Furthermore, experts are often not equipped with the right technology to provide any required remediations, validations or ongoing monitoring. This results in delays and less data analysis that could be used to improve patient outcomes, as well as inconsistent protection of patient privacy across the healthcare industry
Privacy Hub and the Acquisition of Mirador Analytics
We believe there is a better way.
Today, it is hard to imagine health data being exchanged and connected across organizations at scale if there is a six-month delay for expert determination every time new health data are brought together.
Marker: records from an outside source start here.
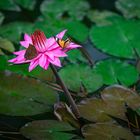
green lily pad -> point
(53, 26)
(129, 8)
(24, 96)
(29, 4)
(38, 72)
(122, 95)
(75, 75)
(47, 129)
(76, 55)
(106, 131)
(97, 110)
(120, 38)
(9, 5)
(6, 45)
(13, 30)
(101, 18)
(75, 9)
(113, 71)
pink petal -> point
(61, 34)
(33, 64)
(56, 62)
(12, 60)
(27, 38)
(22, 52)
(54, 46)
(50, 42)
(59, 53)
(43, 60)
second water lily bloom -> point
(41, 51)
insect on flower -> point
(63, 43)
(40, 50)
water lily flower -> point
(41, 51)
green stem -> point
(67, 93)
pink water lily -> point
(47, 50)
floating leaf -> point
(29, 4)
(75, 55)
(76, 75)
(9, 5)
(47, 129)
(6, 45)
(106, 131)
(121, 95)
(64, 113)
(101, 18)
(1, 18)
(13, 30)
(24, 96)
(75, 8)
(129, 8)
(113, 71)
(121, 38)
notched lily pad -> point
(129, 8)
(114, 72)
(24, 96)
(121, 95)
(47, 130)
(126, 31)
(106, 131)
(75, 75)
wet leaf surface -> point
(129, 8)
(106, 131)
(24, 96)
(126, 31)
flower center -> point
(39, 40)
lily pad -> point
(47, 129)
(75, 75)
(97, 110)
(113, 72)
(75, 9)
(122, 95)
(13, 30)
(129, 8)
(24, 96)
(106, 131)
(118, 39)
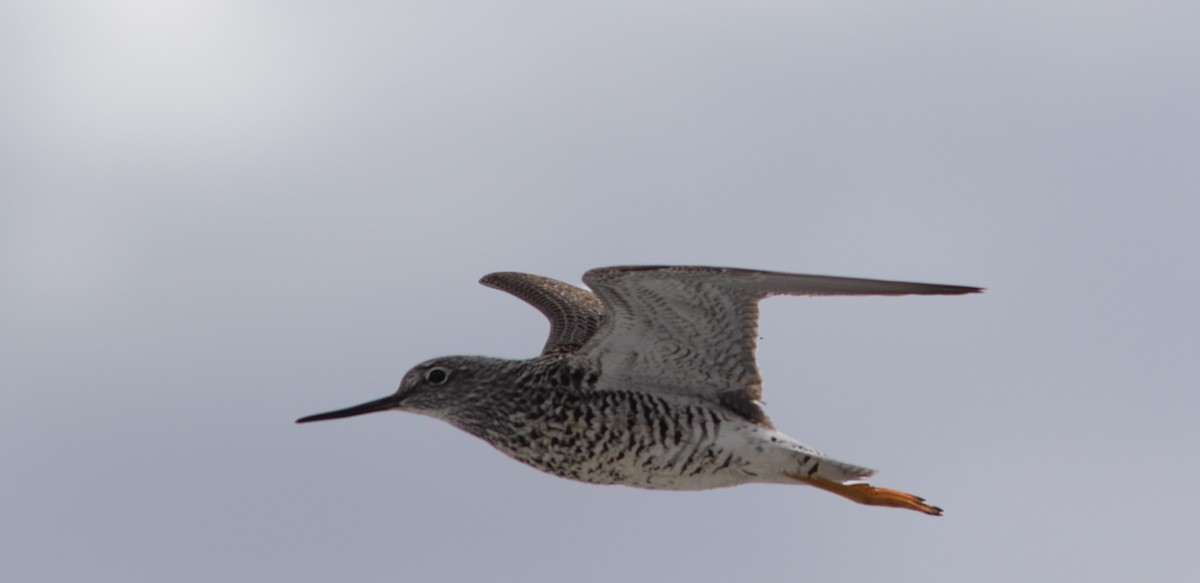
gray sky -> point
(217, 216)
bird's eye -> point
(436, 376)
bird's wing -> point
(694, 330)
(574, 313)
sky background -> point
(217, 216)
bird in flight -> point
(647, 380)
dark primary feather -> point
(694, 329)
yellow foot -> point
(865, 493)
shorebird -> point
(648, 380)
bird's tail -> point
(834, 470)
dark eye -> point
(436, 376)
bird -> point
(649, 379)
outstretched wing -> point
(574, 313)
(694, 330)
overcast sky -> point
(217, 216)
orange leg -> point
(865, 493)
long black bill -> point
(379, 404)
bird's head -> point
(436, 388)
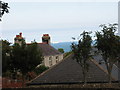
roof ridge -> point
(49, 69)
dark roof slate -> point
(70, 71)
(48, 50)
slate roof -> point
(48, 50)
(69, 71)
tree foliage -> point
(109, 45)
(26, 57)
(23, 58)
(6, 50)
(61, 50)
(82, 52)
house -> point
(50, 54)
(68, 71)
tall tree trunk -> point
(23, 80)
(84, 75)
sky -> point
(61, 20)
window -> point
(56, 57)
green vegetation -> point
(40, 69)
(61, 50)
(21, 58)
(3, 8)
(81, 52)
(109, 45)
(67, 54)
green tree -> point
(109, 45)
(61, 50)
(26, 57)
(3, 8)
(82, 52)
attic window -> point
(56, 57)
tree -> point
(25, 57)
(109, 45)
(61, 50)
(82, 52)
(3, 8)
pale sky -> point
(62, 20)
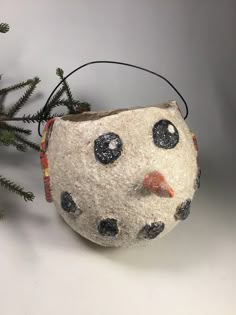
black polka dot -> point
(151, 231)
(67, 202)
(165, 134)
(183, 210)
(108, 227)
(107, 148)
(197, 180)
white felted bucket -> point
(121, 177)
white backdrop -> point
(45, 267)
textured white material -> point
(115, 190)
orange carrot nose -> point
(156, 183)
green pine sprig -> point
(14, 109)
(6, 183)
But if you fast forward into the future, patient privacy protection and disclosure risk assessments should work like this:
- Re-identification risk is assessed in real time using widely adopted tests and standards as new datasets are being configured and joined, allowing data scientists to assess the necessary trade-offs that will support robust analysis while protecting patient privacy.
- Once configured, the necessary identifiable elements are automatically removed or transformed to de-identify the patient data.
- For ongoing data feeds, automated monitoring is conducted on a continuous basis to ensure continued compliance with the original certification.
- Automated tests and standards and advanced technologies incorporate the learnings of all datasets e previously assessed and deemed as having “very low risk” of re-identification using the same methods.
- Patient privacy preserving technologies (such as homomorphic encryption and differential privacy) go well beyond redaction and hashing — you can read more about these approaches to patient privacy protection.
Privacy Hub will begin by streamlining and automating major components of the expert determination process, create more consistency in the standards applied to protect patient privacy, and shorten the time needed to obtain useful, connected data. Privacy Hub will be usable by any data source, data recipient, or independent expert.
Mirador Analytics, the leading HIPAA expert determination company, shares this belief. Their team of experts has consulted on hundreds of datasets for leading pharmaceutical, insurance and data analytics companies. Mirador is known for its rigorous approach to protecting patient privacy, while maximizing data utility to allow for innovation, efficiency, and development in healthcare.
We have partnered closely for years and now, with the launch of Privacy Hub, have come together around the shared vision of expert-shaped privacy-preserving technologies for the industry.
What the future holds
One of the biggest challenges for the health industry is how to connect health data across institutions safely to enable the use of health data at scale. To accomplish this goal, organizations will need to utilize multiple privacy-preserving approaches: redaction and hashing today, but ultimately frontier technologies as well, such as differential privacy, multi-party computing, and homomorphic encryption. These different technologies can be deployed as part of a holistic patient privacy toolkit, fit for the analysis and workflow at hand.
As these technologies continue to mature, they will offer new ways to protect patient privacy and enable the use of health data across the healthcare system. Datavant’s Privacy Hub will work with best-of-breed partners to bring the best technology available to protect patient privacy for a specific use case, whether doing analytics on top of a large synthetic dataset to inform drug development or analyzing clinical data in a fully-encrypted form.
In this future, everyone wins: the healthcare system gets smarter, patient privacy protections are strengthened and, most importantly, patient outcomes improve.
Editor’s note: This post has been updated on October 24, 2022 for accuracy and comprehensiveness.